A novel synergetic mechanism of hydroxyl radical (•OH) oxidation and an intra-electron-transfer nonradical reaction was found in the catalytic ozonation of ketoprofen (KTP) with the in situ N-doped hollow sphere carbon (NHC). Outperforming the conventional •OH-based catalytic ozonation process, O3/NHC not only realized an enhancement of the pseudo-first-order rate constant of 11 times in comparison with that of O3 alone, but was also endowed with a high stability over a wide pH (4–9) and temperature (15–35 °C) range for the degradation of KTP. The high graphitization degree (ID/IG = 0.78–0.88) and low unsaturated oxygen content (0.10–1.38%) of NHC highlighted the dominant role of N-heteroatoms in the O3/NHC system.

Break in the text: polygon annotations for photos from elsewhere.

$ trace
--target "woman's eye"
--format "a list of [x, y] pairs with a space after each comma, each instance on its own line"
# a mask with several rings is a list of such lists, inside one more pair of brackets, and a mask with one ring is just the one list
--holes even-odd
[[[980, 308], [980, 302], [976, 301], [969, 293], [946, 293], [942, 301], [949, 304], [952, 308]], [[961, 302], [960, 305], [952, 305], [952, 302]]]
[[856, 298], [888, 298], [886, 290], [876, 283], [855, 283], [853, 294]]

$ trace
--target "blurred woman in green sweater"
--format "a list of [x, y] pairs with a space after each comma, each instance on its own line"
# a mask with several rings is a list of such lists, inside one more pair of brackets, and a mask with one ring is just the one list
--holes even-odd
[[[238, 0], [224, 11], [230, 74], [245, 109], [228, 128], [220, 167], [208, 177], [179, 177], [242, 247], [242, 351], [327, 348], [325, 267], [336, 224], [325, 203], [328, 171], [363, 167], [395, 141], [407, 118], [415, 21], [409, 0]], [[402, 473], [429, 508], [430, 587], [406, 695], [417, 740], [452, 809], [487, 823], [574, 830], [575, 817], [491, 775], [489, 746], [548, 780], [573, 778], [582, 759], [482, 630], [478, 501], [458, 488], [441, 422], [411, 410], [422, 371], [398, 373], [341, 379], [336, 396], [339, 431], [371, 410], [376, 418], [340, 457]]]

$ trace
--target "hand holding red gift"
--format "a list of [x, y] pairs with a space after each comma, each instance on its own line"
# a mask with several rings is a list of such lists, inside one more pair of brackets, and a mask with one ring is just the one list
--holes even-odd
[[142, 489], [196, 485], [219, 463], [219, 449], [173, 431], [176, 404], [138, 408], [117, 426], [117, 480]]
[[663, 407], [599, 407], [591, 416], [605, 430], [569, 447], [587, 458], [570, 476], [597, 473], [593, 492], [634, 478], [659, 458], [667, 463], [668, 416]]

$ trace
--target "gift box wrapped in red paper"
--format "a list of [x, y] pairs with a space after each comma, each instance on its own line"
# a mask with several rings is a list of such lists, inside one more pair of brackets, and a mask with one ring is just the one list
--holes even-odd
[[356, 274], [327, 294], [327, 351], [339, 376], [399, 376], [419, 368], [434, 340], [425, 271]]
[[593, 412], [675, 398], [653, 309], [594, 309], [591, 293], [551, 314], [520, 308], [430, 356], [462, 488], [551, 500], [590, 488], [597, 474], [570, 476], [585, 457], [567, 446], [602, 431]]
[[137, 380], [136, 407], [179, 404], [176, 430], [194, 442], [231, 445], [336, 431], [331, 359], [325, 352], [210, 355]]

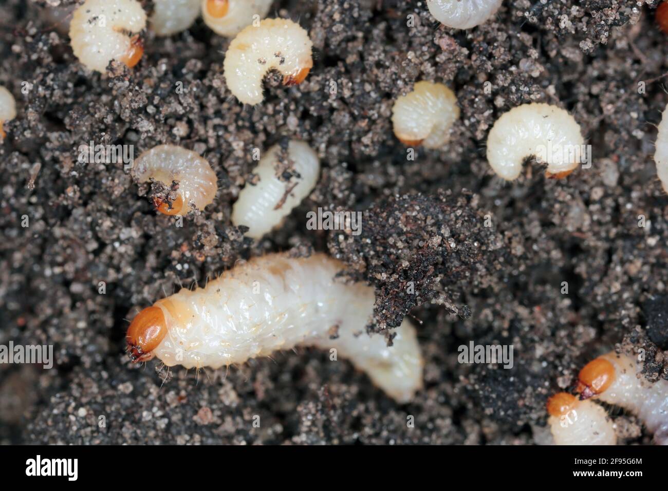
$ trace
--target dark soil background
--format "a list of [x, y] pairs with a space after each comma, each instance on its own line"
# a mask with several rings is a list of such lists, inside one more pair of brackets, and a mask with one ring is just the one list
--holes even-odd
[[[296, 88], [268, 77], [255, 107], [231, 96], [229, 41], [201, 19], [172, 37], [145, 33], [132, 69], [87, 72], [50, 13], [73, 3], [0, 0], [0, 85], [18, 110], [0, 145], [0, 344], [52, 344], [57, 363], [0, 365], [2, 443], [531, 444], [546, 398], [616, 344], [644, 347], [646, 376], [668, 378], [668, 196], [652, 159], [668, 38], [657, 0], [507, 0], [466, 31], [440, 28], [424, 0], [277, 1], [275, 13], [309, 30], [315, 66]], [[411, 161], [391, 110], [421, 79], [452, 87], [462, 114], [450, 145]], [[530, 102], [574, 115], [591, 168], [555, 180], [530, 161], [512, 184], [493, 176], [487, 133]], [[321, 179], [253, 242], [231, 225], [231, 206], [252, 150], [285, 137], [319, 153]], [[162, 143], [194, 149], [220, 178], [216, 199], [178, 228], [122, 164], [79, 163], [90, 140], [134, 144], [136, 156]], [[362, 234], [306, 230], [318, 206], [363, 211]], [[375, 286], [369, 329], [409, 312], [421, 321], [425, 388], [412, 403], [317, 350], [199, 374], [124, 354], [137, 307], [240, 259], [312, 249]], [[514, 368], [459, 364], [472, 340], [512, 343]], [[621, 442], [650, 442], [634, 417], [610, 411]]]

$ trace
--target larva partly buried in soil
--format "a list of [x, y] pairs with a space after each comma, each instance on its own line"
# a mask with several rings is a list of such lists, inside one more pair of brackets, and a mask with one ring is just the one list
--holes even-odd
[[91, 70], [104, 73], [112, 59], [132, 67], [144, 54], [138, 33], [146, 27], [146, 13], [137, 0], [86, 0], [72, 15], [70, 43]]
[[470, 29], [484, 23], [496, 13], [502, 0], [427, 0], [427, 7], [442, 24]]
[[555, 445], [615, 445], [613, 422], [602, 406], [566, 392], [547, 401], [548, 424]]
[[580, 399], [598, 399], [635, 414], [654, 434], [657, 445], [668, 445], [668, 381], [652, 383], [641, 375], [643, 364], [611, 351], [587, 363], [578, 376]]
[[306, 143], [291, 140], [288, 144], [287, 156], [295, 164], [296, 175], [289, 181], [281, 180], [277, 175], [275, 166], [281, 147], [274, 145], [265, 154], [253, 173], [260, 180], [253, 185], [246, 184], [239, 192], [238, 199], [232, 210], [232, 222], [246, 225], [246, 235], [260, 238], [290, 214], [315, 186], [320, 173], [317, 154]]
[[450, 139], [450, 128], [459, 116], [454, 92], [442, 84], [419, 81], [413, 92], [397, 98], [392, 125], [401, 143], [438, 148]]
[[231, 37], [253, 21], [264, 19], [273, 0], [202, 0], [204, 23], [218, 35]]
[[132, 170], [138, 182], [151, 178], [169, 186], [178, 182], [176, 198], [172, 202], [154, 202], [167, 215], [185, 215], [192, 203], [199, 210], [213, 201], [218, 190], [217, 178], [206, 159], [176, 145], [158, 145], [142, 153]]
[[654, 162], [657, 164], [657, 174], [663, 190], [668, 192], [668, 106], [661, 114], [661, 122], [659, 124], [658, 129]]
[[337, 279], [343, 267], [323, 254], [269, 254], [226, 271], [206, 288], [182, 289], [133, 319], [126, 335], [130, 358], [218, 369], [297, 346], [334, 349], [407, 402], [422, 385], [415, 328], [404, 320], [389, 347], [384, 336], [367, 334], [373, 289]]
[[262, 102], [263, 81], [269, 70], [283, 75], [283, 85], [301, 84], [313, 66], [309, 33], [289, 19], [265, 19], [249, 25], [230, 43], [223, 63], [225, 81], [243, 104]]
[[7, 136], [3, 129], [5, 121], [16, 118], [16, 101], [11, 92], [0, 86], [0, 140]]
[[200, 0], [154, 0], [149, 21], [156, 34], [171, 36], [192, 25], [199, 15]]
[[580, 125], [566, 111], [542, 103], [522, 104], [494, 122], [487, 137], [487, 160], [497, 175], [513, 180], [524, 160], [540, 152], [548, 176], [559, 178], [578, 166], [584, 144]]

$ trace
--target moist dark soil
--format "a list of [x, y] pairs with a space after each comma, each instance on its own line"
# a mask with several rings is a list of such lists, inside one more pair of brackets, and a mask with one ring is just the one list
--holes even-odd
[[[226, 86], [229, 40], [201, 19], [170, 37], [144, 33], [132, 69], [87, 71], [54, 14], [74, 3], [0, 0], [0, 85], [18, 110], [0, 145], [0, 344], [53, 345], [55, 357], [51, 369], [0, 364], [0, 442], [532, 444], [546, 398], [572, 391], [600, 354], [643, 348], [645, 376], [668, 379], [657, 0], [507, 0], [468, 31], [440, 26], [424, 0], [277, 1], [275, 16], [309, 30], [315, 65], [296, 87], [268, 77], [253, 107]], [[461, 116], [448, 145], [409, 160], [391, 108], [423, 79], [451, 87]], [[530, 159], [516, 181], [494, 176], [490, 128], [532, 102], [574, 116], [591, 168], [549, 179]], [[230, 216], [253, 182], [253, 149], [286, 138], [317, 152], [319, 181], [282, 228], [244, 238]], [[80, 163], [90, 141], [136, 156], [194, 150], [219, 178], [216, 199], [176, 226], [152, 199], [169, 198], [172, 183]], [[362, 212], [361, 234], [307, 230], [319, 206]], [[239, 259], [312, 251], [375, 287], [368, 330], [391, 338], [404, 315], [418, 325], [425, 387], [410, 403], [315, 349], [226, 372], [126, 356], [138, 309]], [[459, 363], [471, 341], [512, 345], [513, 368]], [[622, 443], [650, 443], [635, 417], [611, 416]]]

The specific effects of different N species were confirmed by a relationship study (N property vs catalytic activity) and X-ray photoelectron spectroscopy characterization. The graphitic N forming in the bulk of the graphitic structure served as the “electron-mobility” region to promote KTP degradation with the transfer of electrons from the KTP molecule to O3 via a nonradical reaction process. The pyrrolic and pyridinic N located at defects of the graphitic structure acted as the “radical-generation” region to decompose O3 into •OH for degrading KTP by a radical oxidation process. This finding provided a brand new insight into engineering N-doped carbonaceous catalysts precisely in the catalytic ozonation process for the efficient treatment of organic-contaminated water.